Fußball

Barça-Star verliert Contenance "Messi explodiert" nach Reporter-Frage

21254c7e9179f64fbf64e5425399d2cc.jpg

Messi würde sich wohl am liebsten verkriechen.

(Foto: AP)

Der FC Barcelona steckt in einer Krise, also steckt auch Lionel Messi in einer Krise. Er ist Star und Identifikationsfigur des katalanischen Fußballklubs - und das macht dem Argentinier zu schaffen. So sehr, dass er jetzt genug hat und seiner Wut Luft macht.

Lionel Messi ist das Gesicht des FC Barcelona. Kein Wunder also, dass er im Zentrum der Berichterstattung über den katalanischen Klub steht. Noch mehr, seit der Klub in der Krise ist. Und seitdem das Wechselgesuch des Argentiniers bekannt ist. Eine Situation, die dem 33-Jährigen offenbar sehr zusetzt.

Mit ungewöhnlich klaren Worten hat er nun seinen Zorn geäußert. "Ich habe es langsam satt, bei allem immer das Problem im Klub zu sein", sagte der 33 Jahre alte Stürmer bei der Ankunft in Barcelona nach zwei WM-Qualifikationsspielen mit der argentinischen Nationalelf in Südamerika. "Messi explodiert", titelte daraufhin "Mundo Deportivo".

Auf dem Flughafen der katalanischen Hauptstadt war der nach dem Interkontinentalflug sichtlich erschöpfte Profi am Mittwoch auf dem Weg zu seinem Wagen von einer Traube von Journalisten und Fans belagert worden. Dabei fragte ihn ein Medienvertreter, was er zu den Äußerungen eines Ex-Agenten seines französischen Teamkollegen Antoine Griezmann sage. Eric Olhats hatte den sechsfachen Weltfußballer heftig kritisiert und von einem "Terror-Regime" des Argentiniers gesprochen. "Du bist entweder für ihn oder gegen ihn." Zusätzlich hatte Olhats gegenüber France Football erklärt: "Er ist sowohl Kaiser als auch Monarch und hat Antoines Verpflichtung nicht wohlwollend gesehen."

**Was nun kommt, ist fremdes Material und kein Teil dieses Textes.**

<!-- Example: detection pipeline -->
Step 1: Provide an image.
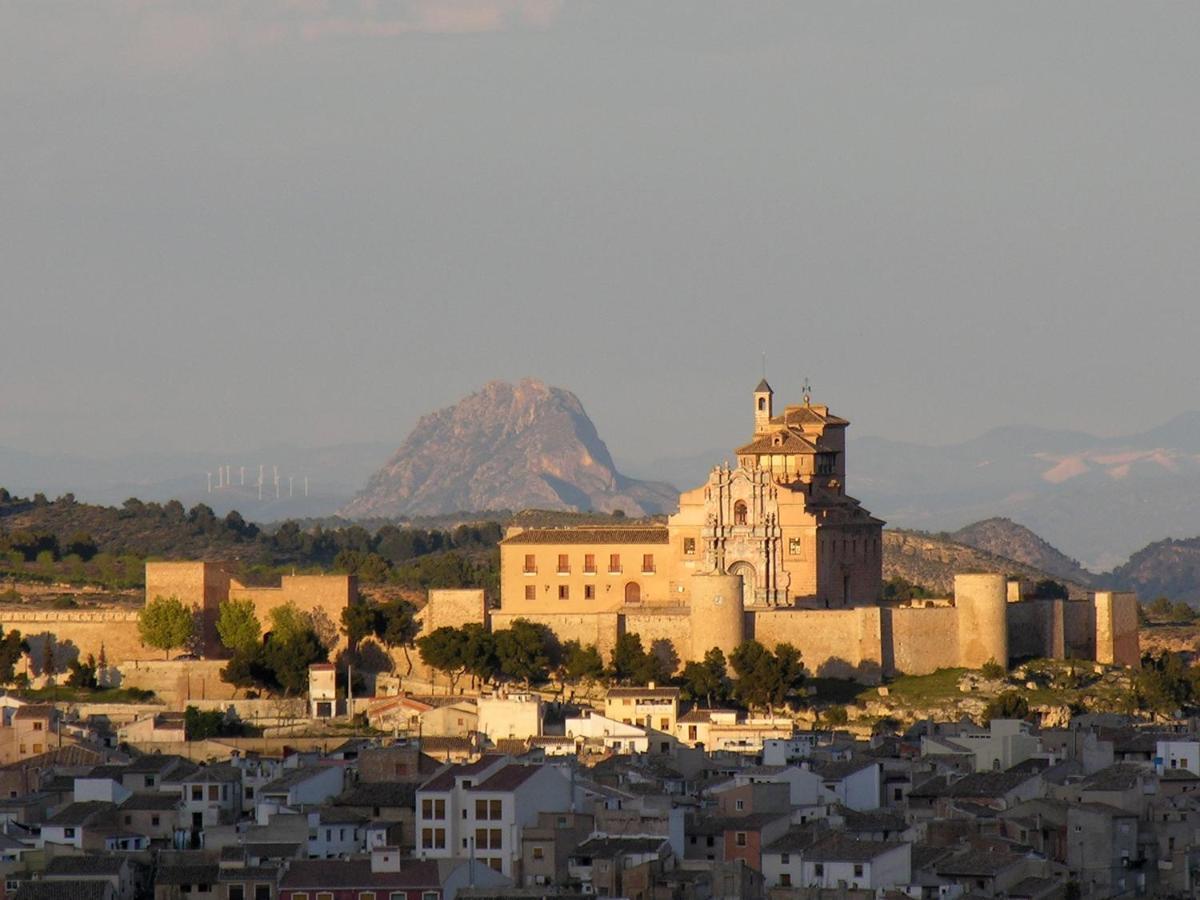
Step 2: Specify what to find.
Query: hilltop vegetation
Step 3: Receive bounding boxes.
[0,488,502,590]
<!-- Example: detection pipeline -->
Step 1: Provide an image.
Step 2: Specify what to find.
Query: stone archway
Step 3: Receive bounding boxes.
[730,559,757,600]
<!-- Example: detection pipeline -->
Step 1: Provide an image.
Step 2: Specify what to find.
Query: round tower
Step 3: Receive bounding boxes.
[954,572,1008,668]
[689,574,745,660]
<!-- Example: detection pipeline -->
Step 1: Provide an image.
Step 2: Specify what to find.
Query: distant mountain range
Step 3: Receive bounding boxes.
[0,443,391,522]
[341,378,678,517]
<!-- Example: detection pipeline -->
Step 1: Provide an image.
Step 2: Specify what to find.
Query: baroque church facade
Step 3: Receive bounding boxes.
[489,379,1139,680]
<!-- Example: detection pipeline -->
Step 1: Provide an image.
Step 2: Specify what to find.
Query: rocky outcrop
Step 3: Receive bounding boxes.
[949,517,1096,584]
[883,528,1087,599]
[341,378,678,517]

Die Gereiztheit des Barça-Profis ließ sich allerdings auch auf die Reisestrapazen zurückführen. "Dazu kommt noch, dass ich mich nach einem 15-stündigen Flug bei den Zollbeamten wiederfinde. Es ist verrückt", sagte Messi weiter.

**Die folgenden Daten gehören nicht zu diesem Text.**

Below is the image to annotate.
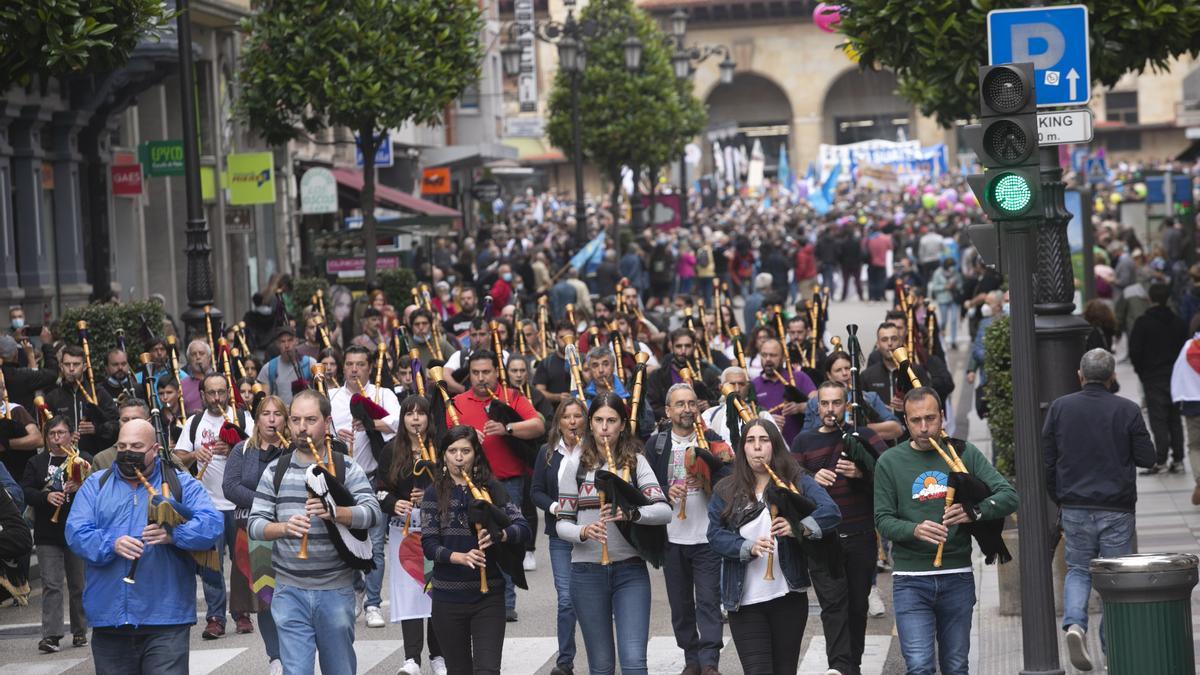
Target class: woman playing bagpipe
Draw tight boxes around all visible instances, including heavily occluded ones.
[421,425,533,675]
[708,419,841,675]
[530,398,587,675]
[22,417,91,652]
[557,392,671,675]
[221,395,290,665]
[374,394,445,675]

Nach der 2:8-Pleite gegen den FC Bayern im Viertelfinale der Champions League im Sommer hatte Messi versucht, den FC Barcelona ein Jahr vor Ablauf seines Vertrages zu verlassen. Das sorgte für Reibungsverluste innerhalb des Klubs, in deren Rahmen Präsident Josep Bartomeu Ende Oktober zurücktrat. In der spanischen Primera División belegt das Team von Nationaltorwart Marc-André ter Stegen mit elf Punkten aus sieben Spielen derzeit nur Platz acht. Nach einer Knie-Operation hatte ter Stegen erst Anfang des Monats gegen Dynamo Kiew (2:1) und Betis Sevilla (5:2) seine ersten Saisonspiele bestritten. Am Samstag steht das Topduell bei Atlético Madrid an.